Ecosyste.ms: Awesome

An open API service indexing awesome lists of open source software.

Awesome Lists | Featured Topics | Projects

https://github.com/caosiyang/py-mongo-sync

Oplog-based data sync tool that synchronizes data from a replica set to another deployment, e.g.: standalone, replica set, and sharded cluster.
https://github.com/caosiyang/py-mongo-sync

data-migration data-transmission mongo mongodb oplog oplog-based python realtime sync

Last synced: 3 months ago
JSON representation

Oplog-based data sync tool that synchronizes data from a replica set to another deployment, e.g.: standalone, replica set, and sharded cluster.

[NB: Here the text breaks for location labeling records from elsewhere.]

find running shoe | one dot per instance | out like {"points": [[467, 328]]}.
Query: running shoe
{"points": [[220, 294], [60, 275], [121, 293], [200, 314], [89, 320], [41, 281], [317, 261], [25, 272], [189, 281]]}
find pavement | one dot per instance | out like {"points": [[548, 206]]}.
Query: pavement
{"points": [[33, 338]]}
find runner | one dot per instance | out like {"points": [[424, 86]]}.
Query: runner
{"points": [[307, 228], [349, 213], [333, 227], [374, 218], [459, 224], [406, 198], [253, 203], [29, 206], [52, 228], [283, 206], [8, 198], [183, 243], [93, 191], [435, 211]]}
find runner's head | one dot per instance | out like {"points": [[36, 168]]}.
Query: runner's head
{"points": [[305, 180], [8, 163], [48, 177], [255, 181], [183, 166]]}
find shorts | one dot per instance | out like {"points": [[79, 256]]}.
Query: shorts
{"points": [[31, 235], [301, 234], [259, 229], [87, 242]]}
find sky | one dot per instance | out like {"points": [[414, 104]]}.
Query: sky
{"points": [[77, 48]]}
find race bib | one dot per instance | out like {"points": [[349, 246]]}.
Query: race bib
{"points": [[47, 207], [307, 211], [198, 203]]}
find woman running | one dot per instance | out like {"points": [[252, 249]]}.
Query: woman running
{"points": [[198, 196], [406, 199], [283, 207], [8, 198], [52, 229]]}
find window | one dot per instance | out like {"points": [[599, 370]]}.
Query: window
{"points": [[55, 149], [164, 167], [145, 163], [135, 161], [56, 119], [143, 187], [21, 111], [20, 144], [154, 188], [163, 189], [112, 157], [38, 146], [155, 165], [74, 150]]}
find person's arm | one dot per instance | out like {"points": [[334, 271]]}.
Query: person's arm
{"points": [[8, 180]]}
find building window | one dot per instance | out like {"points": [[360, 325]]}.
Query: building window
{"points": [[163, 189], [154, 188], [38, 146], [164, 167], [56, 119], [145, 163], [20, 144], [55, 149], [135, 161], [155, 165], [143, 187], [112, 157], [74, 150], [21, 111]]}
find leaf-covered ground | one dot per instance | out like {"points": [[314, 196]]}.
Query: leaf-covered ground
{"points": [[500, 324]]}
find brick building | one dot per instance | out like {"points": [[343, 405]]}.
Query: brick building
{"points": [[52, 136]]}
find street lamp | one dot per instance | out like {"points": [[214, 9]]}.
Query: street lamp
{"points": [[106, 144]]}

Awesome Lists containing this project

README

        

# py-mongo-sync

It synchronizes data from a replica set to another MongoDB deployment, e.g., standalone, replica set, and sharded cluster.

It's oplog-based and provides a realtime data synchronization.

It's written in Python 2.7.

## Support

- MongoDB 2.4
- MongoDB 2.6
- MongoDB 3.0
- MongoDB 3.2
- MongoDB 3.4

## Features

- initial sync and oplog based incremental sync
- sync the specified databases and collections
- concurrent oplog replaying

## Requirements

See [requirements](./requirements.txt) for details.

- gevent
- toml
- mmh3
- pymongo

Always use pymongo 3.5.1.

Refer to [https://api.mongodb.com/python/3.6.0/changelog.html](https://api.mongodb.com/python/3.6.0/changelog.html)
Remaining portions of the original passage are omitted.